So after reflecting on this verse, I have come to the conclusion that when I do not love myself, I am not loving God. I am a creation of God; well, more specifically, I am a beautiful creation of God. He loved me so much that He made me look like Him, and I find comfort in that. So just as I am always trying to find ways to praise and love God, I should be trying to discover new and great things to love about myself. When you love yourself, you are loving God too.
We must take care of ourselves and love ourselves just as we love The Church. 1 Corinthians 6:1-20 says,
"Do you not know that your bodies are temples of the Holy Spirit, who is in you, whom you have received from God? You are not your own; you were bought at a price. Therefore, honor God with your bodies.
This verse reiterates my belief that by loving myself, I will be honoring God. God loves everything and everyone with unwavering and unconditional love. If I could show just a fraction of that love to myself, I would be so pleased.
As long as I know God loves me, I can build my faith and love upon Him. I will learn to fully love and appreciate everything about myself eventually. Loving yourself is not an innate thing. Rather, it is learned through Godly examples of other people showing acts of love to people who need it. You need to surround yourself with people that will uplift you and encourage you to see the goodness in yourself. I strive to be a person that can show God's love to anyone and everyone. By outwardly showing that I am learning to love myself, I hope that I can be a good role model someday for someone who needs a person to look up to for guidance and to be a light in people's lives.
But to answer the first two questions I posed:
Nothing is wrong with me. Am I flawed? Yes. But that makes me human. I make mistakes yet God loves me anyways. There is no reason for you and I to be so harsh on ourselves. Embrace your flaws because they make you who you are.
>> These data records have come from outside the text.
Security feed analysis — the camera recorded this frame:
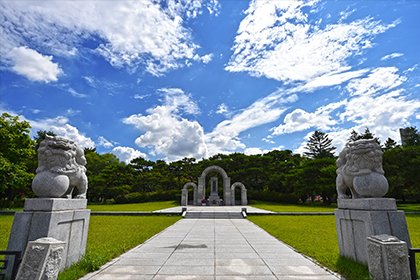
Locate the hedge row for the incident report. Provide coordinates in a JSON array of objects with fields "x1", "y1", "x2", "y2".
[
  {"x1": 115, "y1": 190, "x2": 181, "y2": 204},
  {"x1": 248, "y1": 190, "x2": 300, "y2": 204}
]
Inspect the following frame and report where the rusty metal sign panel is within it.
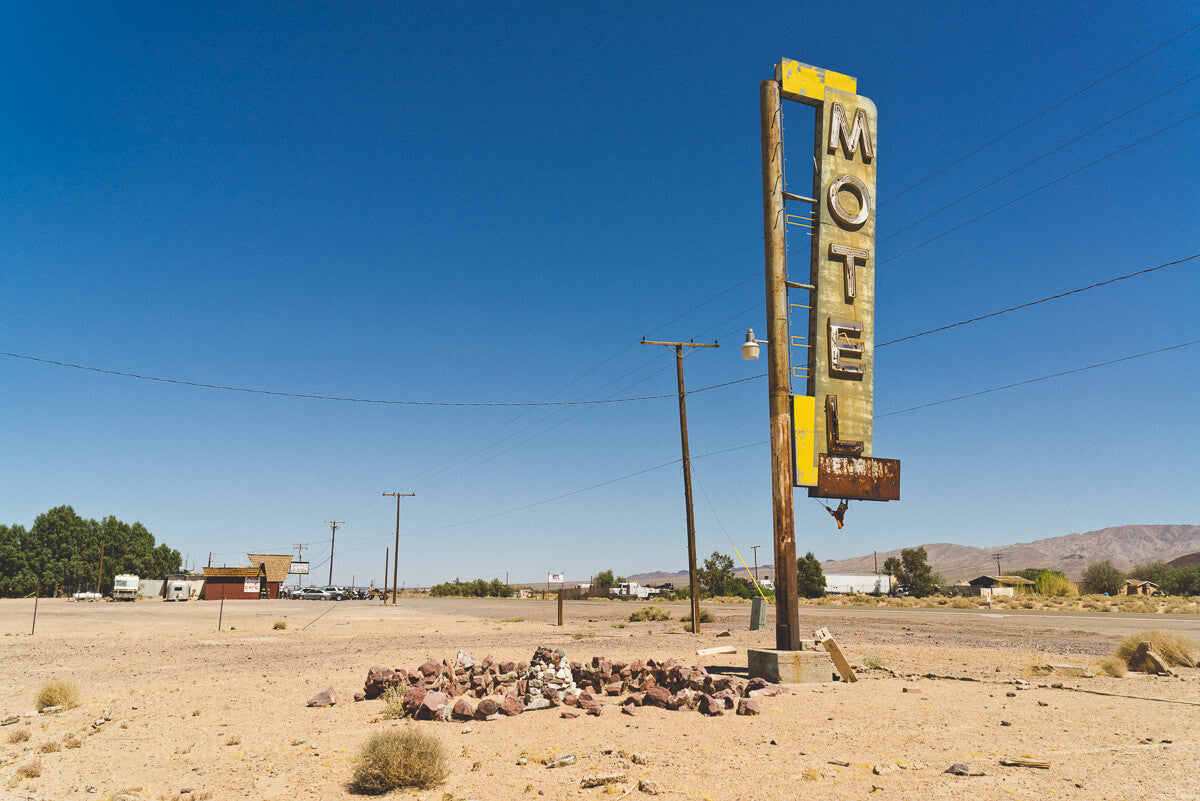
[809,453,900,500]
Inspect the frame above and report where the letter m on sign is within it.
[829,102,875,162]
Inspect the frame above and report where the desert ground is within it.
[0,597,1200,801]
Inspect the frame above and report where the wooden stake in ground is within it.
[812,628,858,682]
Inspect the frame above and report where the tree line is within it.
[0,506,182,597]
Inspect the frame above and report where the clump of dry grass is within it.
[34,681,79,712]
[350,727,448,795]
[628,607,671,624]
[379,687,404,719]
[1112,628,1200,668]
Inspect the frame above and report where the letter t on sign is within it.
[829,242,871,303]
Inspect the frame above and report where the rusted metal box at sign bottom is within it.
[746,649,834,685]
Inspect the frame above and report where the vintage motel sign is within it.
[775,59,900,500]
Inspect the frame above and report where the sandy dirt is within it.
[0,598,1200,801]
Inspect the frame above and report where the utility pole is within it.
[325,520,346,584]
[758,80,800,651]
[292,542,308,588]
[383,493,416,606]
[642,337,715,634]
[96,540,104,595]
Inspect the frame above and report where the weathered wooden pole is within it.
[758,80,800,651]
[642,339,720,634]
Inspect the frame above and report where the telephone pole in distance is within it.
[383,493,416,606]
[325,520,346,584]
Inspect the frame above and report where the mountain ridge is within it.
[629,524,1200,586]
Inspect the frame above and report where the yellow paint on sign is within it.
[775,59,858,103]
[792,395,817,487]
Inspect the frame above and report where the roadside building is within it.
[967,576,1033,598]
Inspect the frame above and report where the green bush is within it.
[34,681,79,712]
[350,727,448,795]
[1114,628,1200,668]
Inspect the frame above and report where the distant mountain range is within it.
[629,525,1200,586]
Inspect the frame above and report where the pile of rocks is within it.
[524,648,580,709]
[355,648,787,721]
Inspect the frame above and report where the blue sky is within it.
[0,2,1200,585]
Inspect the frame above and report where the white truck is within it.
[113,573,138,601]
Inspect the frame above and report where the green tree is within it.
[796,550,824,598]
[1079,559,1124,595]
[1013,567,1070,597]
[0,506,182,596]
[883,548,937,598]
[696,550,736,597]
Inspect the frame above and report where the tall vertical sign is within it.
[775,59,900,500]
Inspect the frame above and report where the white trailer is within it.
[113,573,138,601]
[826,573,892,595]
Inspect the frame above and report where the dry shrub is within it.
[379,687,404,719]
[1112,628,1200,668]
[629,607,671,624]
[350,727,448,795]
[34,681,79,712]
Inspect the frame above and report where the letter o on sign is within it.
[829,175,871,228]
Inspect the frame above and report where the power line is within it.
[0,350,700,408]
[875,339,1200,420]
[880,23,1200,206]
[876,112,1200,266]
[419,339,1200,534]
[875,253,1200,348]
[878,73,1200,242]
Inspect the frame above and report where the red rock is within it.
[696,695,725,717]
[400,685,425,717]
[642,685,671,709]
[450,698,475,721]
[738,698,761,715]
[500,695,524,717]
[414,692,448,721]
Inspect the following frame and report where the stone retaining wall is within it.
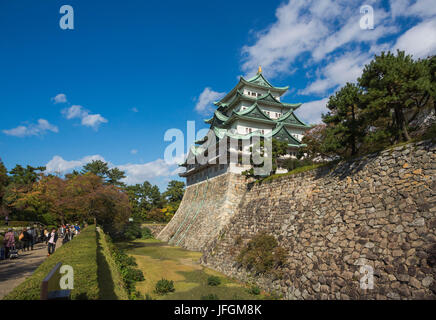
[158,173,246,251]
[202,142,436,299]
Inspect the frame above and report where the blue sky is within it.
[0,0,436,189]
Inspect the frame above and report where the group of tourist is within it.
[4,224,81,259]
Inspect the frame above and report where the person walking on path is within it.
[47,228,58,256]
[44,228,50,244]
[18,228,30,252]
[4,228,15,259]
[27,227,35,250]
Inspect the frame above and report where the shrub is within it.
[248,286,260,296]
[155,279,176,295]
[237,233,287,273]
[207,276,221,286]
[121,223,142,241]
[141,227,154,239]
[108,241,145,300]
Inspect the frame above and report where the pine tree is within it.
[323,83,363,156]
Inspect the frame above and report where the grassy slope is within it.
[4,225,100,300]
[120,240,265,300]
[97,231,128,300]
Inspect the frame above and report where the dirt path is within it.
[0,239,62,300]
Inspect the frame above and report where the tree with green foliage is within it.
[9,164,45,187]
[107,168,126,187]
[358,51,431,143]
[0,159,9,216]
[81,160,126,187]
[322,83,363,156]
[82,160,109,179]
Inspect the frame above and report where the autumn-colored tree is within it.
[0,159,9,216]
[67,172,131,230]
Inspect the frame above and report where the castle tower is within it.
[179,66,310,186]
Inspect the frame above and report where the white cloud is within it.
[117,159,175,184]
[51,93,67,104]
[45,154,106,174]
[61,105,88,119]
[195,87,225,114]
[394,18,436,58]
[82,114,108,130]
[46,154,183,184]
[389,0,436,18]
[295,98,329,124]
[61,105,108,130]
[3,119,59,138]
[238,0,388,76]
[299,51,372,94]
[241,0,436,96]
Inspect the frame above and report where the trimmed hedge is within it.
[3,225,100,300]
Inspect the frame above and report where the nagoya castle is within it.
[179,67,310,186]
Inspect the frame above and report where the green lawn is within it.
[118,239,270,300]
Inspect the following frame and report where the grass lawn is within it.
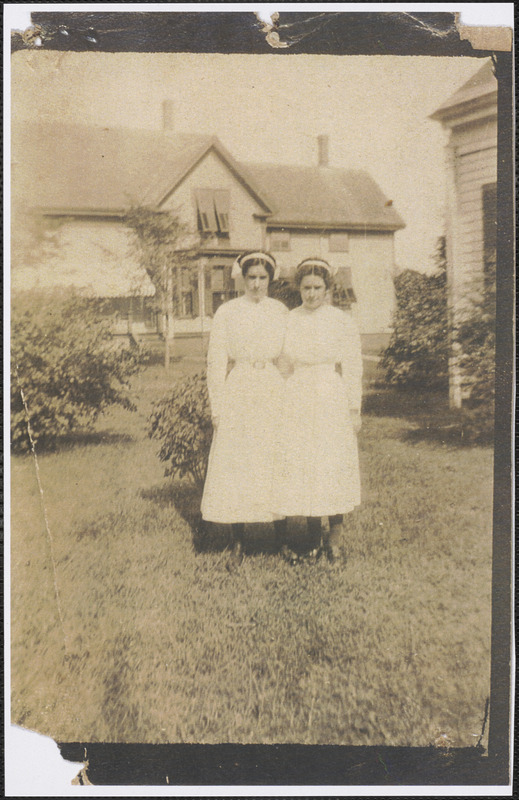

And yes, I am good enough. If I am good enough for God, then I am good enough for myself. I don't deserve God's love. I did nothing to earn His love. But that's the beauty of God. He loves us despite the fact we did nothing to earn His love.
And as for my opening quote, it does matter what people think. I want people to see me and think, "Wow, she loves everybody and she is one of the most caring people I have met." When people think of me, I want them to see that even though I have struggled, I eventually learned to love myself, and most importantly God.